I personally loved the way Shona Husk uses the idea of the invisible threads to describe the different kinds of connection existing between characters and their world: gold strings binding Dai and Amanda, gray and thin strings connecting Dai and The Shadowlands, colorful and numerous strings connecting Amanda and her ill daughter Brigit, loose and pale strings connecting Dai to his brother Roan, fine as spider silk the strings connecting Dai to Brigit. Shona Husk  did a great job building Dai’s and Amanda’s characters, painting them with the brushes of her rich and sensuous prose and the great emotional impact of her narrative style.
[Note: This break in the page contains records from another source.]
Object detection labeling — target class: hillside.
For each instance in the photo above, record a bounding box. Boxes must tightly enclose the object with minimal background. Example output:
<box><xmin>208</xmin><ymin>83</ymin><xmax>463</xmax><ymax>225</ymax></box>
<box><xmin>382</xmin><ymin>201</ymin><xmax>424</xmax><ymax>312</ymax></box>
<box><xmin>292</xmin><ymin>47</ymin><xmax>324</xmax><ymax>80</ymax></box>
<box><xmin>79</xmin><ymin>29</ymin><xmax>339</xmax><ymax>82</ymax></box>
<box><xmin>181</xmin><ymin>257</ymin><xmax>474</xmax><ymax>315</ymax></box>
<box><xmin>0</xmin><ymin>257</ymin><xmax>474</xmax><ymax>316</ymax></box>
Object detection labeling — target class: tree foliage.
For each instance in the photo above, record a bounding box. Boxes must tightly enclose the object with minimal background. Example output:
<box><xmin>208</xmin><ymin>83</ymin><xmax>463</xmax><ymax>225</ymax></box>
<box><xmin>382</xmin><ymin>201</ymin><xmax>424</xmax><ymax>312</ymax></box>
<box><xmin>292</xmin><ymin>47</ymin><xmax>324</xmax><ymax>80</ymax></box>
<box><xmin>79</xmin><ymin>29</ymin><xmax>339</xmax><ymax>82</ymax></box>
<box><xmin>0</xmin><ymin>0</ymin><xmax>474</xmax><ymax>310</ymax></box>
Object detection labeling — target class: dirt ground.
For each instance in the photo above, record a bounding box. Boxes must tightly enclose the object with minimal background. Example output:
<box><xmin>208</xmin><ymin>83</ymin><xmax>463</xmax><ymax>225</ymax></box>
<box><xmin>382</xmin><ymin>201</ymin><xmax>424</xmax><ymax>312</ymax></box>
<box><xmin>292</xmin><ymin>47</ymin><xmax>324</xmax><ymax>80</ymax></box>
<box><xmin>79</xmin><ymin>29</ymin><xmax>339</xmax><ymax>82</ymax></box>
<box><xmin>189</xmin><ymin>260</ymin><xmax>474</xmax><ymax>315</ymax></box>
I simply loved Husk’s description of Dai as a man in pieces  like an image reflected in a broken mirror,  a  dislocated man who needs to borrow a life in the same way he needs to borrow furniture in order to start all over again and  live in a different world, a man who has been studying hundreds of dead languages for century, but who will remain speechless in front of the woman he loves. I loved the fact he is a book hoarder, spending a good part of the story in the search of his magic books, when the real magic is in his own body (written all over with tattoos and undecipherable spells just like a book) and in his love for Amanda.